Przed następnym sezonem inspekcja PRS wykazała zbyt małą grubość poszycia i ALF nie dostał już klasy, ograniczono mu akwen do wód osłoniętych. Trwało to kilka lat, w czasie których używany był głównie na kursach manewrowych i egzaminach, wtedy też się spotykaliśmy, ale nie miał silnika. Prawdopodobnie w 1989 r. trafił na remont kapitalny do Stoczni Północnej w Gdańsku. I tu znów miał swój udział kpt Piasecki, opowiadał mi, że początkowo był zamiar przerobienia kadłuba na „wersję płocką” J80 z for- i achterdekiem na poziomie pokładu na śródokręciu, ale PRS nie wyraził na to zgody, więc wymieniono jedynie skorodowane elementy kadłuba. Ja widziałem ALFA w Stoczni Północnej prawdopodobnie w lecie 1990. To był sam kadłub, porządnie pospawany i zakonserwowany, bez zabudowy wnętrza i jakiegokolwiek wyposażenia. Te oględziny były częścią konsultacji przed podjęciem decyzji o przekazaniu ALFA miastu Jastarnia w celu zakończenia remontu i dalszego użytkowania w imieniu właściciela. Taka decyzja została podjęta, przejęcie i remont pilotował kpt Władek Kowalewski, który w tym czasie był pracownikiem UM Jastarnia. Wykonanie zabudowy wnętrza zlecono Stoczni Rybackiej „Kaper” w Jastarni należącej do Leszka Kuchnowskiego, silnik remontowała w ramach sponsoringu władysławowska firma „Wolfram”. Wodowanie i uruchomienie jachtu planowano na wiosnę 1993, ale krótko przed tym kpt Kowalewski przestał pracować w UM Jastarnia i cała akcja została bez koordynatora.
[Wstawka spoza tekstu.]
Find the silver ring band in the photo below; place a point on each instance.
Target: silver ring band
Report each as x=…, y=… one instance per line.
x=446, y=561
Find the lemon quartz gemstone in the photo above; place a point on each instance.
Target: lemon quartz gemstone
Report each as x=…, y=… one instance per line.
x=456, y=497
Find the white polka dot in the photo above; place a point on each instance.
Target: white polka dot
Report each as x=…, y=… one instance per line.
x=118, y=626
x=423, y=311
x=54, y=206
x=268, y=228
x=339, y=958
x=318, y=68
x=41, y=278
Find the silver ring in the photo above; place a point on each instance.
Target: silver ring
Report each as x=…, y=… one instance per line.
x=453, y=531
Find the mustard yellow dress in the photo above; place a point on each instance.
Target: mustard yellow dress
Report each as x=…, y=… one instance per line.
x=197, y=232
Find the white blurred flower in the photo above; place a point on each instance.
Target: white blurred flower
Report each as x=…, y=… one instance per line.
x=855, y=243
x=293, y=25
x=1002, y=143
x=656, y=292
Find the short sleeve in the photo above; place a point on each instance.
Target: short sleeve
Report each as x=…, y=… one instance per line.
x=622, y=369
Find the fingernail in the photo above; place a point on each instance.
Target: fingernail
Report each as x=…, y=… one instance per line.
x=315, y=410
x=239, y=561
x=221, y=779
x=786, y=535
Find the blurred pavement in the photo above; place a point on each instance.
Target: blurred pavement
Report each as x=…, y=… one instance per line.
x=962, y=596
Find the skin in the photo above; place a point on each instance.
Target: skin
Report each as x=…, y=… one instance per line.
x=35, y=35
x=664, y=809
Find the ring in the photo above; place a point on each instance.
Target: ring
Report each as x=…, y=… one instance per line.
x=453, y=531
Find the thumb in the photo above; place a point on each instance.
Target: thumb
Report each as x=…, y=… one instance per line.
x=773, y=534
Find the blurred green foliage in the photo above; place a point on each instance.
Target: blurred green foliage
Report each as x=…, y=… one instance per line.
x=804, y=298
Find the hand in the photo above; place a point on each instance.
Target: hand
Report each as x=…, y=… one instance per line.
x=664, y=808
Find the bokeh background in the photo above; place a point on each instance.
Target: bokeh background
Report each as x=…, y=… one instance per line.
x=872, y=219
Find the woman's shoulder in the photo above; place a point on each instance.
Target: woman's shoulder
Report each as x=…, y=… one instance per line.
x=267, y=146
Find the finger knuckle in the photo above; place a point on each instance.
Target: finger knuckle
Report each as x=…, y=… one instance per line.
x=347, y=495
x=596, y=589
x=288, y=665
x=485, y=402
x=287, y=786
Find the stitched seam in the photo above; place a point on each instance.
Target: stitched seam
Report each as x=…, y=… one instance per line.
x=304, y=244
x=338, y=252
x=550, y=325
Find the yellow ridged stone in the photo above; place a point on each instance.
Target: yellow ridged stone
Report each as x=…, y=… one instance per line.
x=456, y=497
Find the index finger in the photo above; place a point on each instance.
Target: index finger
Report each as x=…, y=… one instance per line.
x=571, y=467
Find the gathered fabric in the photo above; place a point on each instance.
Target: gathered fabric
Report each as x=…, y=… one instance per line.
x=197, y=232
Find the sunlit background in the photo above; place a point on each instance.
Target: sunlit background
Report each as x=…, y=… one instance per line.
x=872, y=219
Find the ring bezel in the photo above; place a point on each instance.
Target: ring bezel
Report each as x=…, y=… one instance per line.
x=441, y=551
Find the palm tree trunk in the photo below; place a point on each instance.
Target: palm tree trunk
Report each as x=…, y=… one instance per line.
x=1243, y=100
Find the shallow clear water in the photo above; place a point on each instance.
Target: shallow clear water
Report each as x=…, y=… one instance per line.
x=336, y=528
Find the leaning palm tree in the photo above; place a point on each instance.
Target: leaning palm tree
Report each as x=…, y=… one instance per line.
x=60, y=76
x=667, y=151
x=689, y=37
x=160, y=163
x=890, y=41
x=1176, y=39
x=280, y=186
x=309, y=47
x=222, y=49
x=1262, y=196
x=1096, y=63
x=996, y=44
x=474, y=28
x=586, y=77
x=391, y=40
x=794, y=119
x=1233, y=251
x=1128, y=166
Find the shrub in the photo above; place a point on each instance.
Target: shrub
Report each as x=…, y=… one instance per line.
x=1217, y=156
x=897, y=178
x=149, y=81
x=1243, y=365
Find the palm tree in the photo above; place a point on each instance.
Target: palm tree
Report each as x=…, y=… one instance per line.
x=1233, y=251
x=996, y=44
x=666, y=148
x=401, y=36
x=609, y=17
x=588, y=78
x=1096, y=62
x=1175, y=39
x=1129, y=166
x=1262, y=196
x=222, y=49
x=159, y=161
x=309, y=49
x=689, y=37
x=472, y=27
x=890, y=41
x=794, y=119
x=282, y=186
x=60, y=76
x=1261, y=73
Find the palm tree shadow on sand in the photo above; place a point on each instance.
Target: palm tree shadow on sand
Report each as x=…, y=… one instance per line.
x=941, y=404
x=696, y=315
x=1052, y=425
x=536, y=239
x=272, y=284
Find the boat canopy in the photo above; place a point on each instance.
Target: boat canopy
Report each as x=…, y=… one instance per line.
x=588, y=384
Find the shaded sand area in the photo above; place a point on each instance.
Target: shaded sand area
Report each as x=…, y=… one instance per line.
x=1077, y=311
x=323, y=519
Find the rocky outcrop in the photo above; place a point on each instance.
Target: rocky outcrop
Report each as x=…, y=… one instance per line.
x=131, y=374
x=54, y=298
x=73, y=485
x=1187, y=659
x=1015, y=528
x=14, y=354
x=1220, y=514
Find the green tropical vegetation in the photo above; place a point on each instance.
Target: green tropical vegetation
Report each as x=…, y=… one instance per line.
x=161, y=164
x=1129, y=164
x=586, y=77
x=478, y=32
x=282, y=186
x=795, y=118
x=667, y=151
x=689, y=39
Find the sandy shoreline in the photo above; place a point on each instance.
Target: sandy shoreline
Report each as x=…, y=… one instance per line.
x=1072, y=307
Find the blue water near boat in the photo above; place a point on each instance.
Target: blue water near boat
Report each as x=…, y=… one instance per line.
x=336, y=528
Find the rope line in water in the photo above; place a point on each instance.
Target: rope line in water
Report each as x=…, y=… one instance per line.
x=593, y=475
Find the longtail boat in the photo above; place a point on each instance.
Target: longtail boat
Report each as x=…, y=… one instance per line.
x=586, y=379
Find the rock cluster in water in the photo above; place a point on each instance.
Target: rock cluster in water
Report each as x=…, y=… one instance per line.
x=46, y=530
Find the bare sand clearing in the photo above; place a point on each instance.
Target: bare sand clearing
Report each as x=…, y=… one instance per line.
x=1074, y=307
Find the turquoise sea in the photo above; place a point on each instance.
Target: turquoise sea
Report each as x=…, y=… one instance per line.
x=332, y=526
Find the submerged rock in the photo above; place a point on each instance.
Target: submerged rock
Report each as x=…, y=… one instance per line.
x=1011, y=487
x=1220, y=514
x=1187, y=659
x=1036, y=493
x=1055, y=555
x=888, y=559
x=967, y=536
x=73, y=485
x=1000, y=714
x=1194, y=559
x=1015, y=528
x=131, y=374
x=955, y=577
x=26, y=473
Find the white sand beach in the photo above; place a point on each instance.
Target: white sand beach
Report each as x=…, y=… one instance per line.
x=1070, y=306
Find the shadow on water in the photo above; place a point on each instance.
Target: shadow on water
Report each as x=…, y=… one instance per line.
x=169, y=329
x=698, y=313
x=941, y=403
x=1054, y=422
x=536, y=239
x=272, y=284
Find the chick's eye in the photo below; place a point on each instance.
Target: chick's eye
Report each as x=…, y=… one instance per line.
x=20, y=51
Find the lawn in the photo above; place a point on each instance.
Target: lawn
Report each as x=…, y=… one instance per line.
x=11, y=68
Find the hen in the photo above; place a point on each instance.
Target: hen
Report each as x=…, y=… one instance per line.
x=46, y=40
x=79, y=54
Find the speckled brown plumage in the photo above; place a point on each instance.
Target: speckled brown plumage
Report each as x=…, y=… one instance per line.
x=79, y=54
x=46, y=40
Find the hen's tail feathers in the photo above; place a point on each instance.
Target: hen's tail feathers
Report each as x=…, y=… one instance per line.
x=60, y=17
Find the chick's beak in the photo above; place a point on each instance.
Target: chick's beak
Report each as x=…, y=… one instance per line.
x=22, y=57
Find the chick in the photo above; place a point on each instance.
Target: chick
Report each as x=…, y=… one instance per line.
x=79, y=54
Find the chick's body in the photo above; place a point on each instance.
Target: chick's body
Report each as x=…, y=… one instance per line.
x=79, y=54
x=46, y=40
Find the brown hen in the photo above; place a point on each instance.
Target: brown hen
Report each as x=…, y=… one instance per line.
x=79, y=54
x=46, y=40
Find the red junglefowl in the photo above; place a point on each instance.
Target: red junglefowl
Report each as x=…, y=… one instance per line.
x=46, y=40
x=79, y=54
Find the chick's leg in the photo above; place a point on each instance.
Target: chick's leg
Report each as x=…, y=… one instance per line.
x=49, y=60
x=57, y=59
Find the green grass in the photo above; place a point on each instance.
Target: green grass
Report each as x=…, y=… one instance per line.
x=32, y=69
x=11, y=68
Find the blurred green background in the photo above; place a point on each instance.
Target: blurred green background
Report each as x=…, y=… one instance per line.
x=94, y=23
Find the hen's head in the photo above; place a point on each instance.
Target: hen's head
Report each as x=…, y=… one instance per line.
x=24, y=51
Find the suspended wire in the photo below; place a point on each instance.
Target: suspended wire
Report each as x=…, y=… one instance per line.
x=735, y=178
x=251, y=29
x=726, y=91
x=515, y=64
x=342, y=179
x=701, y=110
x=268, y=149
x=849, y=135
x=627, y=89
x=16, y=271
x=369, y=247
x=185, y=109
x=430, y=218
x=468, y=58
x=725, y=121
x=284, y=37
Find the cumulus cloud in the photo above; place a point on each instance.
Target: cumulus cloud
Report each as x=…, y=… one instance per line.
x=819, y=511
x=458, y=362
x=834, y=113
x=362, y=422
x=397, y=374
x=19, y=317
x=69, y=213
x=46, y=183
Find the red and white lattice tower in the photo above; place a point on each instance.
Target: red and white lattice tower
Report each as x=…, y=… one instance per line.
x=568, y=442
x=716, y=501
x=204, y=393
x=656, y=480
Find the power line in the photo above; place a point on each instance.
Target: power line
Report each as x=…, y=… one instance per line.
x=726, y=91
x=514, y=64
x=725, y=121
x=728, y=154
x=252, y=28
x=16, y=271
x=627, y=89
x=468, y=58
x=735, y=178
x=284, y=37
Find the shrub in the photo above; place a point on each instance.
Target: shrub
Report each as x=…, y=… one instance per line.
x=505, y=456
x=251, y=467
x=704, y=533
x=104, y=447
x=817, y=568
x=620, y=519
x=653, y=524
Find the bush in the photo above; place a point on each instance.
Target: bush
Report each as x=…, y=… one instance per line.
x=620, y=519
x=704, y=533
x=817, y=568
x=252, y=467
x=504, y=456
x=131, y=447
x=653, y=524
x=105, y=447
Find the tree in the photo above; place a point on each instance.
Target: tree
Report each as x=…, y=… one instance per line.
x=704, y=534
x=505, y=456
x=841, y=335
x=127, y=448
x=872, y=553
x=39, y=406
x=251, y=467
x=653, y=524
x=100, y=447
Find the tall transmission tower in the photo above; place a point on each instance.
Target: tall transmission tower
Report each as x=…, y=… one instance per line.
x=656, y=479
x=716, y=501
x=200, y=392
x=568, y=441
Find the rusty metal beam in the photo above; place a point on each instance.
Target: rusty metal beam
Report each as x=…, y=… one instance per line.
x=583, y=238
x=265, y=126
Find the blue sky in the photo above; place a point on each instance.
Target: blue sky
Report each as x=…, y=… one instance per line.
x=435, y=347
To była dla mnie okazja, żeby zrewanżować się przyjacielowi za wprowadzenie w kaszubskie środowisko żeglarskie, w którym byłem już nieźle osadzony. Od ponad 2 lat byłem dyrektorem Międzyszkolnego Ośrodka Żeglarskiego we Władysławowie i po udanym zorganizowaniu rejsu na Bałtycką Operację Żagiel 92 na prywatnym jachcie HOORN, szukałem właśnie jachtu, na którym mógłbym organizować więcej rejsów. Jastarnia, to była część terenu na którym działał mój Ośrodek, więc zaproponowałem Burmistrzowi powierzenie Ośrodkowi opieki nad ALFEM. Byłem do tego dobrze przygotowany, bo bosmanem Ośrodka był znakomity żeglarz i szkutnik, Bartek Muża z Chałup. Porozumienie zostało zawarte, jacht zwodowany i doprowadzony do pełnej sprawności, zorganizowaliśmy kilka krótkich rejsów i jeden dłuższy do Oslo.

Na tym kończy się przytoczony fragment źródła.